Older Fathers in Autism Link

Older fathers are far more likely to have autistic children, experts have warned. Children born to fathers aged 40 and over are around six times more likely to suffer from autism compared to those born to fathers under 30, they said. But the researchers, including a team from the Institute of Psychiatry at King’s College London, could find no link between a mother’s advancing age and autism.

Previous studies on a correlation between mother’s age and autism have produced mixed results.

The researchers said the findings provided further evidence that men also have a “biological clock” when it comes to producing healthy babies.

Dr Abraham Reichenberg, from the the Mount Sinai School of Medicine in New York, and the Institute of Psychiatry worked with other researchers to assess Jewish children born during the 1980s in Israel.

They looked at information for 132,271 children for the study, published in the Archives of General Psychiatry.

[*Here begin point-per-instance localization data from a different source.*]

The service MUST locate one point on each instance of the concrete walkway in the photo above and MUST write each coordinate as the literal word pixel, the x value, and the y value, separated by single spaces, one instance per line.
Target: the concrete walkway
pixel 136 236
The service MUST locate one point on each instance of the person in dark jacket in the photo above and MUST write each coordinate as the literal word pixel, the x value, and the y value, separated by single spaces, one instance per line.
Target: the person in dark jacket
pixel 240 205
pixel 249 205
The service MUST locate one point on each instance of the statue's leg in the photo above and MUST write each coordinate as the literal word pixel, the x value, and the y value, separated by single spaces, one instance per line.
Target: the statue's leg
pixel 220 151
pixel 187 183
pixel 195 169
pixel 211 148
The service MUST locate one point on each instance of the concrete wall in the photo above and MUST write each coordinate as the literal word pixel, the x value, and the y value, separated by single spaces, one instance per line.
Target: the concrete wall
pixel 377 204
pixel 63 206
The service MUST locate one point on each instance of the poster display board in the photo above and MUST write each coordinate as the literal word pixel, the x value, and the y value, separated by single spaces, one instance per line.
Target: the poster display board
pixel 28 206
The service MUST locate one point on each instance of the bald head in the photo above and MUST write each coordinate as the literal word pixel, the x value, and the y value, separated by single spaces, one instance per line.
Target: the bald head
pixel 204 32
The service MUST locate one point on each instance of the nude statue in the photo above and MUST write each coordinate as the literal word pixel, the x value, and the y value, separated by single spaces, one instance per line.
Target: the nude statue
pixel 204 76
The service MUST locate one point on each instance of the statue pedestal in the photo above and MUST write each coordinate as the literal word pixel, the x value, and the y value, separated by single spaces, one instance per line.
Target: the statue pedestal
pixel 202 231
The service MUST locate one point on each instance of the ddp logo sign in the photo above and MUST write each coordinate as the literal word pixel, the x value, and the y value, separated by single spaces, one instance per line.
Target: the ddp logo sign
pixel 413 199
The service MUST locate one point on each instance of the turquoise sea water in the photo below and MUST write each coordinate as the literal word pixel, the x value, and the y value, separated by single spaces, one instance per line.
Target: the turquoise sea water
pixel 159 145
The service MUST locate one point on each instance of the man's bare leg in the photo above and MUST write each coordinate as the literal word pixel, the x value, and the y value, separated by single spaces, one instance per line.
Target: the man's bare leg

They found that if the father was aged 15 to 29 when their child was born, the risk of autism was six in every 10,000 children.

If the father was aged 30 to 39, then nine in 10,000 children suffered autism (1.6 times higher), going up to 32 in 10,000 (5.75 times higher) for fathers aged 40 to 49. The risk was even higher among fathers aged 50 and over, although the sample size was small.

Dr Reichenberg said: “This research adds to our knowledge that men also have a biological clock when it comes to reproducing.

“The sample size for the over-50s was small so we added it to the results for fathers aged over 40, but our research suggests that very old fathers have around nine times the risk. The research shows a linear effect – with every 10 years, the risk doubles.”